After a deliberate advance to the Terek a well-prepared Russian assault took Grozny once again, but only after flattening much of the city with air, artillery, and rocket strikes. The Chechen resistance was forced from the city. The war reverted to insurgency.
The longer the war in Chechnya, the greater the risk of the territorial expansion of the conflict, and of external intervention. The war is a profound tragedy for Russian democracy and for Chechen nationalism. Violence drives out any chance for dialogue and compromise. General Alexander Lebed, a veteran of Afghanistan and one-time head of the Security Council, once remarked: “I have had occasion to see a lot of combat, and I affirm this fact: There are enough scoundrels in war on both sides—rape and sadism—all of this is present on both sides.”
Future Prospects for Chechnya
Prudence suggests leaving predictions to tarot card readers, but one can forecast four alternative futures for the Russian-Chechen imbroglio: Chechnya and Russia separate; Russia continues to prosecute a protracted guerrilla war; Russia goes for the knock-out punch expanding the war beyond the borders of Chechnya; or Russian and Chechen leaders seek grounds for a compromise solution that leaves Chechnya autonomous but inside a federated Russia.
Should Russia and Chechnya agree to go their separate ways and Chechnya attains her full independence, Chechnya is likely to revert to the same situation that plagued the land between the 1996 cease fire and the current fighting. Russian intervention is the single unifying factor among most Chechens, and in the absence of a Russian threat, the various Chechen clans will re-establish control over their traditional territory and clash violently over disputed areas. Criminalization of the state and the great game developing over Caspian oil and gas will make foreign intervention more likely.
Russia, on the other hand, will discover if there is truth to the domino principle: that other peoples will take Russia’s defeat as a sign to secede as well.
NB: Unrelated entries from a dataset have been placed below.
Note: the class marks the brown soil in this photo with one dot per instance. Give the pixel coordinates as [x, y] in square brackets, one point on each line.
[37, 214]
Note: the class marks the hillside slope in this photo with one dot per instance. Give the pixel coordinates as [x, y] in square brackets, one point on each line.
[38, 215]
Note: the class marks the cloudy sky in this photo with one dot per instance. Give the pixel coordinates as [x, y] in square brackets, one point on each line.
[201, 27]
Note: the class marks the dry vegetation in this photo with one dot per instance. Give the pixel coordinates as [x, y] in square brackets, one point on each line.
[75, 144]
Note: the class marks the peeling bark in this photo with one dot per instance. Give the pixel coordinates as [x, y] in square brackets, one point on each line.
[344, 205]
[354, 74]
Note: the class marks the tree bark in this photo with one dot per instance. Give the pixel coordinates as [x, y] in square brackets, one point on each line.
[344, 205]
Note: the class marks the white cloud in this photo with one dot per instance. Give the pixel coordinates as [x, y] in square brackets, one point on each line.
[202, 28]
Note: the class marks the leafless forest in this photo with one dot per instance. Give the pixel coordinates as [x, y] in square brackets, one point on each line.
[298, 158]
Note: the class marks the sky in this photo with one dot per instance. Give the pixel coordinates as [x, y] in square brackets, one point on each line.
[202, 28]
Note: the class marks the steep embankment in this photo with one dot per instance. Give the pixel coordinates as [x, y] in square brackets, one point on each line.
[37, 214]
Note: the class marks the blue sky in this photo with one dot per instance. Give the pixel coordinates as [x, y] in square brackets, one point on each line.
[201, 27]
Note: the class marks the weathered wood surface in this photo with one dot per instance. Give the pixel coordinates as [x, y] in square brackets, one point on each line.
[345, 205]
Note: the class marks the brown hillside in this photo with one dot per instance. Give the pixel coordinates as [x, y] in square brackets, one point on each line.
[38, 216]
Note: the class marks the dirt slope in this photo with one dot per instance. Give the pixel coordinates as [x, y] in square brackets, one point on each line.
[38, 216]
The potential dismemberment of Russia would precipitate a major Eurasian crisis that would inevitably draw in neighboring nations and provoke other realignments of peoples and clans.
Should Russia continue to stay and fight it out, she may eke out a costly win. Despite the massive efforts required to win the war and rebuild the area, the Russians may have to re-fight the independence-minded Chechens in fifty years or so. Fighting a civil war over decades will recast the Russian state, society, and armed forces, giving greater power to organs of internal security.
Faced with these two gloomy futures, the Russian leadership might consider expanding the war to inflict a decisive defeat on the Chechen resistance. Chechens now cross into Russian Dagestan and Ingushetia and independent Georgia for medical treatment and supplies. The Chechens currently receive foreign aid (money, weapons, supplies, and warriors) from outside (predominately Islamic) countries. Russia might interfere significantly in the internal affairs of its own republics of Dagestan and Ingushetia by imposing martial law. Russia has conducted air strikes and hot-pursuit ground penetrations on Georgian territory, and could consider mounting a major incursion into Georgia in an attempt to wipe out the Chechen resistance. Such a move might blow the top off the entire region. Outside assistance could mount. Neighboring nations could react militarily and economically to an attack on a sovereign state.
Russians and Chechens deserve a better future. The best possible answer is a political settlement based on the limited ability of each side to impose its will upon the other. However, having mobilized their public opinion against the “enemy,” neither leadership now is in a position to engage in serious negotiations. Unfortunately, at this juncture, it doesn’t seem to be in the cards.